Paul H. Wolff: Lavairsch in the Oberinntal ; gouache

As a freelance painter, Paul H. Wolff - as he signed most of his pictures - took part in the annual exhibitions in the Munich Glass Palace from at least 1912 and until the end of the 1930s. He showed landscape motifs, often with village views or rural properties, from the Bavarian Alps and South Tyrol, initially as pencil drawings, later mainly in the technique of tempera painting, in which he achieved convincing effects with fresh paint and bright colors. Many of his motifs appeared as art postcards.

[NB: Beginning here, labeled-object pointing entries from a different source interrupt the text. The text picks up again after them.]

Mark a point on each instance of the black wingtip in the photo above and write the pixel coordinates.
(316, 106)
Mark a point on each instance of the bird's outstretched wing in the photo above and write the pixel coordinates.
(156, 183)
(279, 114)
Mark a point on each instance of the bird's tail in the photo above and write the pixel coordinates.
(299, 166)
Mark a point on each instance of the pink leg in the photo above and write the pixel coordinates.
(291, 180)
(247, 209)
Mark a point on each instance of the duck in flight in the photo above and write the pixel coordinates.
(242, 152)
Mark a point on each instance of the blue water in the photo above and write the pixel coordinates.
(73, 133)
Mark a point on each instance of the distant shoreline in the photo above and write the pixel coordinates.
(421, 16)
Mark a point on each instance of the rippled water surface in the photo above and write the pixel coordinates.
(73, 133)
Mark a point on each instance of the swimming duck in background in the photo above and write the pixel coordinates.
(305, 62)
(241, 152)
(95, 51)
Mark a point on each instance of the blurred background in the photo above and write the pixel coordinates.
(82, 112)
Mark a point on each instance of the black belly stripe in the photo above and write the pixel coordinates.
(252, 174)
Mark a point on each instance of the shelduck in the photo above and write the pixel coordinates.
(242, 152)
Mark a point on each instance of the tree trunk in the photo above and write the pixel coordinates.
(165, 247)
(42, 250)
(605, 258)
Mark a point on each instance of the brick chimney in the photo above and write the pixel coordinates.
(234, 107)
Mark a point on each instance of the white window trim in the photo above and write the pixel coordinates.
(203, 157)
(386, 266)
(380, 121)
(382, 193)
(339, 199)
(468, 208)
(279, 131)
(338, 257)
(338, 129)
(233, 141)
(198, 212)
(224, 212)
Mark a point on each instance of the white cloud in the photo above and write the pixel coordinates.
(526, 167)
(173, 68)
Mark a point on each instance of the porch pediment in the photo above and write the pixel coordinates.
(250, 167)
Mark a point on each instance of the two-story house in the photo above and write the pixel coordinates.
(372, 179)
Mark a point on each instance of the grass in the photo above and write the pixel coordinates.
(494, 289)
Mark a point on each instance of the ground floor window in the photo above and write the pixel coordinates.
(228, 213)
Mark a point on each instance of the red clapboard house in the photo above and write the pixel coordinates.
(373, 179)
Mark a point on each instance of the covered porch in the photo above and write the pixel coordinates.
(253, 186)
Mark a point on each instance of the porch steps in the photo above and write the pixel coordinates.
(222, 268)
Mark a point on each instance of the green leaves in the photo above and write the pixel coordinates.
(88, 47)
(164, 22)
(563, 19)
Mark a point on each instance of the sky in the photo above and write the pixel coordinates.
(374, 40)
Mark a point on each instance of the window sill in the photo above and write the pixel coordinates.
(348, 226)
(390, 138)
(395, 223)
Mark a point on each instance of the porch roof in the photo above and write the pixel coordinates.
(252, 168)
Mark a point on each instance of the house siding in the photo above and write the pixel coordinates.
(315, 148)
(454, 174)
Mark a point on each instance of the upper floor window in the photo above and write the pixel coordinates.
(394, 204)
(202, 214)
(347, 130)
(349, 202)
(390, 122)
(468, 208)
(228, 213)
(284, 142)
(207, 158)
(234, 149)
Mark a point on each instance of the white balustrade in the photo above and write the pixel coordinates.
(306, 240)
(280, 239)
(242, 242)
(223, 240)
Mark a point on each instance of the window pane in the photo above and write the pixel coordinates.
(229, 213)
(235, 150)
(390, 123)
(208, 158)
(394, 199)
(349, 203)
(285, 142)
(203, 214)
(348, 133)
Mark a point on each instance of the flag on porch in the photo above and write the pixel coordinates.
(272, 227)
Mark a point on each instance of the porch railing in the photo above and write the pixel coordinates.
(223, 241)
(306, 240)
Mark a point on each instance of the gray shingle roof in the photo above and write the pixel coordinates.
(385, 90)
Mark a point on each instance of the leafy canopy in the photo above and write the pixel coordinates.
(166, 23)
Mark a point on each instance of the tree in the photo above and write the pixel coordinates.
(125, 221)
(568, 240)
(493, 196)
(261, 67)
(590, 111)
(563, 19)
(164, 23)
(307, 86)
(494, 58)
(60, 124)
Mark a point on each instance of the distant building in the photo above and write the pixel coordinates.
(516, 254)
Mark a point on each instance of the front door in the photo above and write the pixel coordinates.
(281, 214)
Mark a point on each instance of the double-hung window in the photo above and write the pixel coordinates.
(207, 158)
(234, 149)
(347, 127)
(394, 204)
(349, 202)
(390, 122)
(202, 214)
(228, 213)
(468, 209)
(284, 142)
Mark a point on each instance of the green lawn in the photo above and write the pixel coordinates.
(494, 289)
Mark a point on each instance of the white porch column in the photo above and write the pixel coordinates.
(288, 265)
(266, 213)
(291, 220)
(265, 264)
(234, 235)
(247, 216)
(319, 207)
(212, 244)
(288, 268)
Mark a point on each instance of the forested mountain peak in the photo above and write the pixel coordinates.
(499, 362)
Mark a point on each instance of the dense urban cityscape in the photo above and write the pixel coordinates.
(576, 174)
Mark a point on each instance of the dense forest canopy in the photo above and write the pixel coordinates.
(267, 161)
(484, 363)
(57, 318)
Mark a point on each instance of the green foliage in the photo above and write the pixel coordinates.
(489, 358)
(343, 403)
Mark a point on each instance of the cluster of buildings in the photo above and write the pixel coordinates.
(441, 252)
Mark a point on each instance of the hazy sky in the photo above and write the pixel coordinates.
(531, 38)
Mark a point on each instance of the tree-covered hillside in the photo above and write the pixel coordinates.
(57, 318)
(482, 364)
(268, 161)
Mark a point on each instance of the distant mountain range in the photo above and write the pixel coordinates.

The painter Paul H. Wolff is not identical to the photographer Paul Wolff or another Paul Wolff from Paderborn (* 1882) who studied decorative painting at the Munich School of Applied Arts.

literature

  • Munich Latest News , No. 18, January 19, 1925, pp. 1-2
  • Dressler's art manual 1930
  • Süddeutsche Zeitung , No. 23, January 28, 1955, p. 11: Obituary
  • Hans Zehetmair, Jürgen Schläder (ed.): National theater . The Bavarian State Opera . Munich 1992, p. 299
  • Siegfried Weiß : Art career aspiration. Painter, graphic artist, sculptor. Former students of the Maximiliansgymnasium in Munich from 1849 to 1918 . Allitera Verlag, Munich 2012, pp. 256–259 (Fig.)

Individual evidence

  1. ^ Maximiliansgymnasium Munich, archive, matriculation 1890/91.
  2. ^ Claudia Schmalhofer: The Kgl. Kunstgewerbeschule Munich (1868–1918). Your influence on the training of drawing teachers . Utz, Munich 2005, ISBN 978-3-8316-0542-2 , p. 372 ff. No. 5266.
  3. ^ Munich, city archive, registration documents (PMB) Paul Hermann Wolff .
  4. ^ Munich, Bayerisches Hauptstaatsarchiv, file 45407: Paul Wolff, Werkführer
  5. ^ Official catalog of the annual exhibition in the Glaspalast in Munich in 1912 and 1918: Tenno bei Arco , pencil drawing; 1915: In the Langtaufertal , tempera; 1919: Burghof in Runkelstein near Bozen , drawing, 1921: From South Tyrol , pencil drawing; and following years
  6. ^ Wiechmann picture card, Verlag Hermann A. Wiechmann Munich
  7. ^ Claudia Schmalhofer: The Kgl. Kunstgewerbeschule Munich (1868–1918). Your influence on the training of drawing teachers . Utz, Munich 2005, ISBN 978-3-8316-0542-2 , p. 372 ff. No. 5267.